Existing UK SPCs granted under that system continue to be valid.
Once the UK leaves the EU, UK businesses will still be able to apply for SPCs in all remaining EU Member States under the existing system.
The government is exploring options for SPC protection in the UK after we leave the EU.
The UK remains a Signatory State of the Unified Patent Court at present. On 28 November, the UK government confirmed its intention to proceed with arrangements to ratify the Unified Patent Court Agreement.
Preparations for ratification are progressing and we expect to be ready to begin the period of provisional application in the spring.
The UK government has signed the Protocol on Provisional Application and is ready for that to commence to the timetable foreseen by the Preparatory Committee. It is planned that the UPC will open for business in December 2017.
While the UK remains in the EU, our copyright laws will continue to comply with the EU copyright directives, and we will continue to participate in EU negotiations. The continued effect of EU Directives and Regulations following our exit from the EU will depend on the terms of our future relationship.
The UK is a member of a number of international treaties and agreements. This means that UK copyright works (such as music, films, books and photographs) are protected around the world. This will continue to be the case following our exit from the EU.
The UK is widely seen as a world leader in enforcement of IP. By working in partnership with law enforcement and industry, the government can deliver an IP environment where legitimate businesses thrive and consumers are protected.

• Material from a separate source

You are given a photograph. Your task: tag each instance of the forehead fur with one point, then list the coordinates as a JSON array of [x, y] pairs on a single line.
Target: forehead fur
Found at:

For the time being the UK’s enforcement framework remains unchanged. We are still part of the EU and we will still play a part at the EUIPOs Observatory, and in bodies like Europol. The process for intercepting counterfeits and other infringing goods at the border remains unchanged.
The UK remains a part of the EU until the negotiations to exit are concluded. We will continue to play an active role in the review of the Enforcement Directive, and the Commission’s work on tackling commercial-scale infringement.